Life has a way of teaching you what matters. Wednesday was a bitch of a day. The jeep broke down at the gas station. Amazingly, Glen Ramo pops up out of nowhere, insults my intellegence once or twice, as usual, then offers me a ride home. Once in the van he decides he's rather drive me to my parents house. Wtf?? Anyway, the point is that it was the day before payday and something was happenning that was gonna eat my entire fuckin check as usual. I was pissed, but strangely not as much as I would have expected. Subconcious preparation for what was to come.
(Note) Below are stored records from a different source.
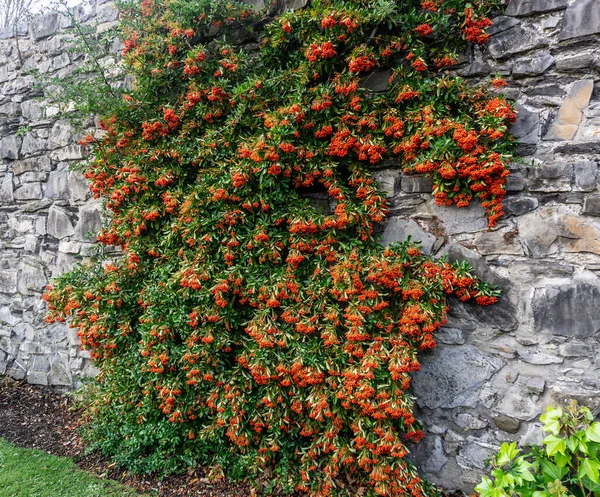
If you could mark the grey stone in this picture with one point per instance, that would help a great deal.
(469, 421)
(575, 349)
(576, 63)
(57, 185)
(539, 358)
(444, 382)
(517, 206)
(591, 205)
(514, 41)
(59, 223)
(529, 7)
(377, 81)
(581, 19)
(450, 336)
(552, 177)
(417, 184)
(32, 110)
(42, 27)
(90, 221)
(526, 129)
(71, 152)
(8, 281)
(6, 189)
(506, 423)
(387, 181)
(586, 176)
(78, 186)
(464, 220)
(474, 455)
(570, 114)
(61, 135)
(502, 23)
(502, 241)
(32, 277)
(9, 147)
(569, 309)
(516, 182)
(518, 405)
(533, 67)
(398, 230)
(29, 191)
(32, 145)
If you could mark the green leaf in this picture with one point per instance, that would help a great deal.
(552, 471)
(484, 489)
(590, 469)
(593, 432)
(507, 453)
(554, 445)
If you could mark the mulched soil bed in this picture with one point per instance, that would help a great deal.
(38, 418)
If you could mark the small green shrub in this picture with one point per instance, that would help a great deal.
(566, 466)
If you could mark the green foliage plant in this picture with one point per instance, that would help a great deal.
(246, 327)
(566, 466)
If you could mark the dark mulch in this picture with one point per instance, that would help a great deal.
(37, 418)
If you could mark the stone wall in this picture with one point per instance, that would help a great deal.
(495, 368)
(45, 209)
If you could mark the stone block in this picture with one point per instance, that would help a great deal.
(32, 145)
(591, 205)
(44, 26)
(417, 184)
(6, 189)
(32, 277)
(569, 116)
(529, 7)
(78, 186)
(59, 223)
(569, 309)
(444, 382)
(57, 185)
(399, 230)
(582, 18)
(503, 241)
(29, 191)
(514, 41)
(387, 181)
(517, 206)
(526, 129)
(8, 281)
(533, 67)
(586, 176)
(9, 147)
(60, 135)
(551, 177)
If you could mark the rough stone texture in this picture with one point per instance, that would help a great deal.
(45, 211)
(528, 7)
(495, 368)
(571, 112)
(581, 19)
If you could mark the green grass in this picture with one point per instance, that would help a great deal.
(32, 473)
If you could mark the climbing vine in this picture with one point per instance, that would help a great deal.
(246, 327)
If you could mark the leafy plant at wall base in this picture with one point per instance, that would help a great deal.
(566, 466)
(246, 327)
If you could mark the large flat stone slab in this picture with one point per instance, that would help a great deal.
(529, 7)
(570, 310)
(569, 116)
(581, 19)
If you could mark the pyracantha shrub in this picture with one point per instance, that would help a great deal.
(246, 327)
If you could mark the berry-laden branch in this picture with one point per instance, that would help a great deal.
(247, 328)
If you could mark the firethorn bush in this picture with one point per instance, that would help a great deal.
(246, 328)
Then Thursday decided to teach me how shit can really suck. I don't want to go into a lot of details because its hard for me to talk about it, but while I was eating at Cracker Barrel Thursday, smoking a cigarette, sipping a coke, thinking "life could be worse", it did get worse. I got a call from my mom telling me to drive to Mission and meet her there, "Dad has a brain tumor". That'll get a bitch moving.

We don't know a lot about dads tumor, and just typing "dads tumor" makes me want to vomit. From here on out we'll just call it "about to get its ass kicked", since I am trying to remain positive, or Atgiak for short. They let dad home for the weekend. Ever since 3:32 pm on Thursday, I have wanted to be around him non-stop, and without having my car out of the shop that hasn't been possible. We'll know more on Monday when dad has a contrast MRI to get a better look at Atgiak. He will probably be sent to a larger hospital than Mission to kick atgiak's ass.

I'm not one to cry my sorrows from the rooftop, but I am blogging about this because only the people closest to me have access to this blog so I figure you guys should know whats going on. I dont give a damn what your particular spiritual beliefs are but please send whatever good mojo you can muster up to my dad. He doesn't deserve this shit.